Questo perché pensiamo di dovercela cavare noi, se vogliamo sopravvivere. Invece se ci sentissimo figli di Dio, amati da Lui, allora tutto cambierebbe. Allora ci sarebbe la consapevolezza della propria dignità (“sono figlio di Dio”, “sono figlia di Dio”) e della conseguente forza interiore anche in situazioni estreme: in carcere, senza niente, picchiato, affamato, assetato, … Ci sono testimonianze di questo. Anzi in queste situazioni estreme, invece di chiuderci in noi stessi e di procurarci da vivere a scapito di altri, si può persino diventare capaci di amore, di perdono, di altruismo (anche di convertire i carcerieri e i persecutori).

Tutto ciò non è facile. Neppure nelle situazioni non estreme, in quelle normali, le nostre. Tutti spontaneamente ci teniamo alle nostre cose e non solo ai soldi, ma al nostro tempo, ai nostri affetti, al nostro prestigio… Che cosa ci può aiutare a cambiare? La grazia, lo Spirito Santo che ci attesta che siamo figli di Dio, che la nostra vita è in mano al Signore qualunque cosa ci succeda, che non dobbiamo spasmodicamente pensare a noi stessi perché c’è Lui che pensa a noi, e che quanto abbiamo ricevuto da Lui possiamo condividerlo come gli altri condividono con noi quello che sono e che hanno (chi può dire che solo dà e non riceve invece tantissimo di più? E’ una testimonianza comune di chi fa attività di volontariato o caritativa per gli altri: si riceve più di quello che si dà …). Occorre chiedere l’intercessione di san Lorenzo questo. Non tanto per diventare martiri, ma per entrare in questa logica di chi si sente amato e per questo può amare.

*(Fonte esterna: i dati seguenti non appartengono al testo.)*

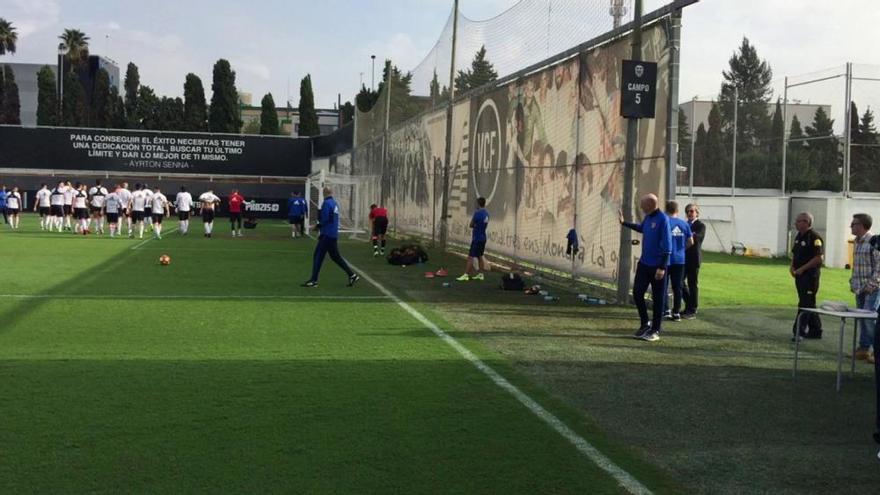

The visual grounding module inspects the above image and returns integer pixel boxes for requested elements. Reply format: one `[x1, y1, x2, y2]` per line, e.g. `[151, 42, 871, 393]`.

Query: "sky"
[0, 0, 880, 119]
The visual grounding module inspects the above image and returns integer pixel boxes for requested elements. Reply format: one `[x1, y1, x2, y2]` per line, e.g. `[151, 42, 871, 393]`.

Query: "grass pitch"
[0, 216, 877, 494]
[0, 215, 672, 493]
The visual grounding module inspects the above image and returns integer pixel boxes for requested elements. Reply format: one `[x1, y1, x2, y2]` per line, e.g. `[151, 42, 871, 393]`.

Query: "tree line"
[678, 38, 880, 191]
[356, 46, 498, 125]
[0, 18, 338, 136]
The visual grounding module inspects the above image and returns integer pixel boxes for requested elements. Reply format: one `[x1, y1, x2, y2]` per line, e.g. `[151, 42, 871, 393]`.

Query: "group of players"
[0, 179, 256, 239]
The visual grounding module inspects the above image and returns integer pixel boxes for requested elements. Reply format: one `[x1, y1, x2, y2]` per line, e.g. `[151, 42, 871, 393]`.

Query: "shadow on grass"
[520, 361, 878, 494]
[0, 359, 652, 493]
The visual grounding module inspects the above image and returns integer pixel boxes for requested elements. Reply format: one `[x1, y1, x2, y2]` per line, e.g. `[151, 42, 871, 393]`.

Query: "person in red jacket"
[370, 204, 388, 256]
[229, 189, 247, 237]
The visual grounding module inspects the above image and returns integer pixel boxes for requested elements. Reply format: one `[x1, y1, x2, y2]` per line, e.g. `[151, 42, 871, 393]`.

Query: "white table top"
[798, 308, 877, 320]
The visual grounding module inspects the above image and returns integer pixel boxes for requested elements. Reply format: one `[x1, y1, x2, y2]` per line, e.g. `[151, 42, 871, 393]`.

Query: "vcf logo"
[471, 98, 501, 204]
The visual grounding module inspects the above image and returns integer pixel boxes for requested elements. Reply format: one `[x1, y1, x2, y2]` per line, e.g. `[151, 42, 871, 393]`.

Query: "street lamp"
[58, 43, 70, 124]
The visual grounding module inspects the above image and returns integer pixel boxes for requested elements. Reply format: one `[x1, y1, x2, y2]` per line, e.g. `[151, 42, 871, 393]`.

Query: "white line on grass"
[0, 294, 391, 301]
[346, 266, 651, 494]
[131, 227, 177, 249]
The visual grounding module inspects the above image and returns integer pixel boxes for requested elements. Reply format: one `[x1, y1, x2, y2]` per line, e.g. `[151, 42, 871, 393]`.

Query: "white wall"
[677, 193, 880, 268]
[677, 196, 789, 257]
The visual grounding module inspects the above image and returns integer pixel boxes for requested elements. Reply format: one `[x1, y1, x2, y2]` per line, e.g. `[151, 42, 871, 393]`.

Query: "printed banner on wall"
[0, 126, 311, 177]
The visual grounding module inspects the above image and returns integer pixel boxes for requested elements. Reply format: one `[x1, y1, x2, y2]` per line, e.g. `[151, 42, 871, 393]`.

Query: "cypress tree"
[89, 69, 113, 128]
[260, 93, 279, 136]
[299, 74, 321, 136]
[183, 73, 208, 132]
[61, 71, 88, 127]
[805, 106, 843, 191]
[124, 62, 141, 129]
[37, 65, 59, 125]
[208, 58, 241, 134]
[0, 65, 21, 125]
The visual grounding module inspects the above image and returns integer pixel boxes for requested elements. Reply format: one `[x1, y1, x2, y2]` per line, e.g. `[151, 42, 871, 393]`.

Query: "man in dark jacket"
[789, 213, 825, 340]
[681, 203, 706, 320]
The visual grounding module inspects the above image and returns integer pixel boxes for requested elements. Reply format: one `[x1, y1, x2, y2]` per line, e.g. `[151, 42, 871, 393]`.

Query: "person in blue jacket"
[287, 192, 309, 237]
[302, 187, 361, 287]
[0, 184, 9, 225]
[663, 201, 694, 321]
[620, 194, 672, 342]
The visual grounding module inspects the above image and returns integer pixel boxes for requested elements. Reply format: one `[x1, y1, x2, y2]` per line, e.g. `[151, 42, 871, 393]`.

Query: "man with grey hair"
[849, 213, 880, 363]
[302, 187, 361, 288]
[788, 212, 825, 340]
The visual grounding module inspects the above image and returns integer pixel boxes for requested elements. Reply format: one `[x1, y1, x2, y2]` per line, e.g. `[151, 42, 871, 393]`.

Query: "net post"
[440, 0, 458, 251]
[617, 0, 642, 303]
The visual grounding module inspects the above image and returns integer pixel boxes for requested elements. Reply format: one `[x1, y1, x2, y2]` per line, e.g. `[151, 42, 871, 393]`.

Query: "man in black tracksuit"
[789, 213, 825, 340]
[681, 203, 706, 320]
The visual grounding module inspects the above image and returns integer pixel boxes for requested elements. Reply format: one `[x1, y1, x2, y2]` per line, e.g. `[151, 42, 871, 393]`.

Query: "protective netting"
[352, 6, 670, 285]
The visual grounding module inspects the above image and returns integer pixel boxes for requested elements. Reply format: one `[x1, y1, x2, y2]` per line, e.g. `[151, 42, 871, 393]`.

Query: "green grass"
[700, 253, 854, 308]
[0, 216, 877, 494]
[0, 216, 677, 493]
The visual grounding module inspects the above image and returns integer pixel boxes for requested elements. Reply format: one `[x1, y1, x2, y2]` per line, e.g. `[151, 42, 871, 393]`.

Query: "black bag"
[388, 244, 428, 265]
[501, 272, 526, 291]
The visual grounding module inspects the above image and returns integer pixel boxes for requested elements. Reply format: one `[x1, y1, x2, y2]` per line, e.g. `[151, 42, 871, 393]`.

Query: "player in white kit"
[103, 185, 122, 237]
[63, 181, 76, 230]
[150, 186, 171, 239]
[71, 182, 89, 235]
[128, 184, 147, 239]
[144, 184, 153, 232]
[89, 179, 108, 234]
[174, 186, 193, 235]
[116, 182, 131, 237]
[34, 184, 52, 230]
[199, 190, 220, 237]
[49, 182, 66, 232]
[6, 186, 24, 230]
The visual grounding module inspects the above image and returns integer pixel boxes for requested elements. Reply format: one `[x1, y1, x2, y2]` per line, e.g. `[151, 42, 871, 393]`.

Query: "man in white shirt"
[128, 184, 147, 239]
[72, 182, 89, 235]
[116, 182, 131, 237]
[144, 184, 153, 232]
[150, 186, 170, 239]
[63, 181, 76, 230]
[6, 186, 24, 230]
[49, 182, 66, 232]
[103, 185, 122, 237]
[89, 179, 107, 234]
[199, 190, 220, 237]
[174, 186, 193, 235]
[34, 184, 52, 230]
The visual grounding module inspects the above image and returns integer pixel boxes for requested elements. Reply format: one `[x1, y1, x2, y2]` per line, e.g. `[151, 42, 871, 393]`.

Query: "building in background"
[239, 104, 339, 137]
[3, 63, 58, 127]
[678, 100, 831, 135]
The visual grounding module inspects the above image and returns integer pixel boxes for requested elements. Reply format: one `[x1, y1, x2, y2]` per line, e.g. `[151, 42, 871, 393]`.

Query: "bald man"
[620, 194, 672, 342]
[302, 187, 361, 288]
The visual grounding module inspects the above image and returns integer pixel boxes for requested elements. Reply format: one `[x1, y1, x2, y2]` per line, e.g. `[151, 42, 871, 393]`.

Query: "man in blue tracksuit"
[287, 193, 309, 237]
[302, 187, 360, 287]
[0, 184, 9, 224]
[663, 201, 694, 321]
[620, 194, 672, 342]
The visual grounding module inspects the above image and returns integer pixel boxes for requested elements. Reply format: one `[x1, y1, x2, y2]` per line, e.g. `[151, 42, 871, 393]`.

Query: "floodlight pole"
[440, 0, 458, 251]
[782, 76, 788, 198]
[730, 86, 739, 198]
[843, 62, 852, 198]
[614, 0, 642, 303]
[688, 96, 697, 199]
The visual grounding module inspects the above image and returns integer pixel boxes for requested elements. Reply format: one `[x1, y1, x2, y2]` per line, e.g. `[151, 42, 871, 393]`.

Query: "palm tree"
[58, 29, 89, 70]
[0, 17, 18, 55]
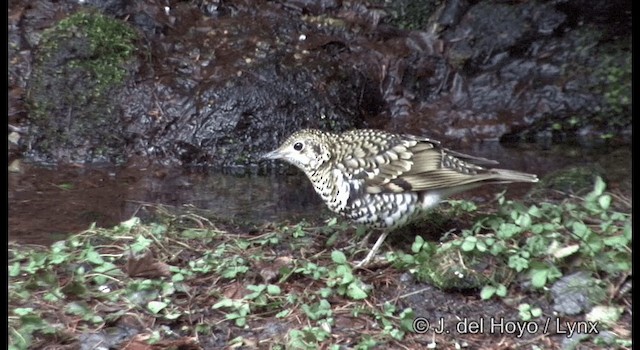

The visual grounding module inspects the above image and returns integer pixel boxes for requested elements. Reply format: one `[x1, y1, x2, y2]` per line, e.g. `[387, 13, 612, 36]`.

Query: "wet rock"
[551, 271, 606, 315]
[9, 0, 631, 166]
[28, 12, 136, 162]
[78, 327, 138, 350]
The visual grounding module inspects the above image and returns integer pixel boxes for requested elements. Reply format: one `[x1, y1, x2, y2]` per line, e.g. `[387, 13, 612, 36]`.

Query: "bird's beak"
[260, 150, 282, 159]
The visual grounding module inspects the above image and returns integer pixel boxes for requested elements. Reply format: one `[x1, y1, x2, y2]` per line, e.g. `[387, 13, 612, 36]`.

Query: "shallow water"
[9, 142, 631, 244]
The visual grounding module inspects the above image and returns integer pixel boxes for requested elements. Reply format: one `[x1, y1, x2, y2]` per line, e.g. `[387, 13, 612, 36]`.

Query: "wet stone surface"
[9, 142, 631, 244]
[9, 0, 631, 166]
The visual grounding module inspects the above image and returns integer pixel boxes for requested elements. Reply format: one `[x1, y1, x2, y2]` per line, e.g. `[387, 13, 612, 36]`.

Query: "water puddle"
[8, 143, 631, 244]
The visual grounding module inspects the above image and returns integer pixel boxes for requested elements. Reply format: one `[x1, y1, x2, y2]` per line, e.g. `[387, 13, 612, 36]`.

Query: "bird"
[262, 129, 538, 268]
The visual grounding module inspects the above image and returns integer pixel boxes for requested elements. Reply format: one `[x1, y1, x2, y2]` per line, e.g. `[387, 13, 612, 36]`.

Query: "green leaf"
[9, 261, 20, 277]
[347, 283, 367, 300]
[553, 244, 580, 259]
[331, 250, 347, 264]
[531, 269, 548, 288]
[211, 298, 234, 309]
[496, 284, 507, 298]
[13, 307, 33, 316]
[267, 284, 281, 295]
[598, 194, 611, 210]
[117, 216, 140, 232]
[460, 240, 476, 252]
[571, 221, 590, 238]
[593, 176, 607, 196]
[411, 236, 424, 253]
[480, 285, 496, 300]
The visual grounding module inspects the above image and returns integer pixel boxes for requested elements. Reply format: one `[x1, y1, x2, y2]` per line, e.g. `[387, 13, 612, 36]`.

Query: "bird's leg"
[355, 230, 389, 268]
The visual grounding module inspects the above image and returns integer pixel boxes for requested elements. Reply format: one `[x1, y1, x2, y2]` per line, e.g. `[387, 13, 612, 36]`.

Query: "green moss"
[28, 12, 138, 161]
[40, 12, 137, 89]
[375, 0, 442, 30]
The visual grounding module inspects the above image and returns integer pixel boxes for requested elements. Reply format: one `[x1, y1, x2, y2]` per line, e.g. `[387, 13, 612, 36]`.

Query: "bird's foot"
[354, 232, 389, 269]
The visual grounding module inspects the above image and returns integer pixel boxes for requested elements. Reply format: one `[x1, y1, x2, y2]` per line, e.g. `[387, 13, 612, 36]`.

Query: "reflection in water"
[9, 142, 631, 244]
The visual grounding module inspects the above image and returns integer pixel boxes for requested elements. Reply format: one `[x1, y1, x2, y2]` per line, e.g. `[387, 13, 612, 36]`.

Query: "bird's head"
[262, 129, 331, 173]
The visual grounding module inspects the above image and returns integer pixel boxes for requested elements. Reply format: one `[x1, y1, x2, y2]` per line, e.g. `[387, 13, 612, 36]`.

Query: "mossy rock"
[416, 246, 510, 290]
[28, 11, 138, 162]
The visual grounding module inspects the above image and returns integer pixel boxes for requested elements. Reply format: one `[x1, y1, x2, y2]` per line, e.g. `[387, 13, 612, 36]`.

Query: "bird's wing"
[338, 134, 498, 193]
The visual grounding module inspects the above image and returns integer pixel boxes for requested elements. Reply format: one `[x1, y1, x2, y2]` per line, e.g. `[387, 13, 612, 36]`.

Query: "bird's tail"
[491, 169, 539, 182]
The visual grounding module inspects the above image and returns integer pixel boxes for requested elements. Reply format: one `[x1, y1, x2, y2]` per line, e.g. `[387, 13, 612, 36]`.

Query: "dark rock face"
[9, 0, 631, 166]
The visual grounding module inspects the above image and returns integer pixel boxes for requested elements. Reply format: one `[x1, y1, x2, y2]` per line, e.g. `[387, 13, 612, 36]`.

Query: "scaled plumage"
[263, 129, 538, 266]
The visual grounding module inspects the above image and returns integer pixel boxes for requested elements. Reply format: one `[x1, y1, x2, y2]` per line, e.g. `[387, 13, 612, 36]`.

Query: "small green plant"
[400, 177, 631, 299]
[326, 250, 371, 300]
[518, 303, 542, 321]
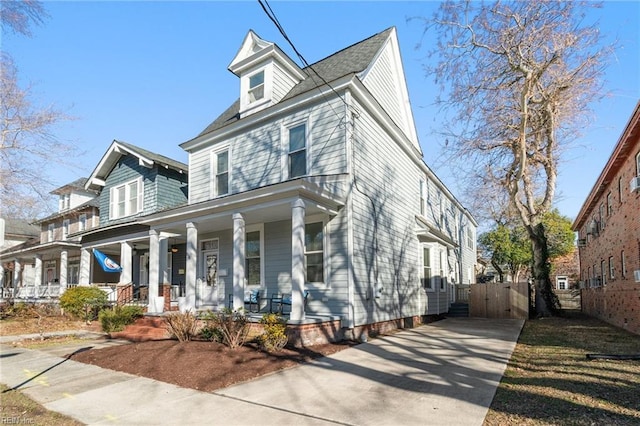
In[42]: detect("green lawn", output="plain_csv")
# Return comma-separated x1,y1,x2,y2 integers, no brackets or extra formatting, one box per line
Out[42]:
484,313,640,425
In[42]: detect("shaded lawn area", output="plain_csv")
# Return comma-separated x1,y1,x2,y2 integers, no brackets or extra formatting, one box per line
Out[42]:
484,313,640,425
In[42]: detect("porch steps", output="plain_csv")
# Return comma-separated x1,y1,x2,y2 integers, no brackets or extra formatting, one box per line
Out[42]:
447,303,469,318
110,316,169,342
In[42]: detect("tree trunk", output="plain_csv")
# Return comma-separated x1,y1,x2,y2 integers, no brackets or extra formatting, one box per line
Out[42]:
491,259,504,283
529,223,560,317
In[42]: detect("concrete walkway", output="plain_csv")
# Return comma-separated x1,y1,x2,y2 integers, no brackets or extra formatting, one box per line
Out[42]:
0,318,523,425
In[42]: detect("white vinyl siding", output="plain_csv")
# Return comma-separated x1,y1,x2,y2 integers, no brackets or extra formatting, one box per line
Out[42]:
189,99,347,204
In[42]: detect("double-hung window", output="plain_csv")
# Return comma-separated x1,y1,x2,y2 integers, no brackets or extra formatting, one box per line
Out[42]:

La cosa vale anche a livello comunitario. Una comunità che cerca in sé le risorse per la sua sopravvivenza può sottolineare più del necessario la sua identità, può chiudersi, può sentirsi in competizione con gli altri, persino minacciata dagli altri, … Se invece sa di essere dono del Signore, se come comunità cristiana sa di essere frutto della Parola e dell’Eucaristia, allora tutto cambia. Diventa comunità aperta, accogliente, attenta, collaborativa, ecc. e ci guadagna (perché anche a livello comunitario ci si guadagna ad aprirsi e a essere generosi).

Una bella sfida per la comunità di Ronchi, ma in genere per le nostre comunità, per l’Italia e per l’Europa che si illude di risolvere i problemi chiudendosi e respingendo (ovviamente i problemi ci sono, sono complessi ed esigono tanta pazienza, saggezza e tempo, ma bisogna scegliere l’impostazione giusta e non incamminarsi su strade suicide).

San Lorenzo ci aiuti allora, a livello personale e comunitario, a sentirci amati e proprio per questo capaci di amare. Del resto – ed è la prima pagina della Bibbia che ce lo dice – se siamo stati creati a immagine e somiglianza di Dio e se Dio è amore, il miglior modo per vivere l’istinto di sopravvivenza, per realizzarci, è amare a costo anche di fatiche e di sofferenze, ma con la forza, la grazia e la gioia che lo Spirito Santo assicura a tutti cristiani e non solo ai martiri.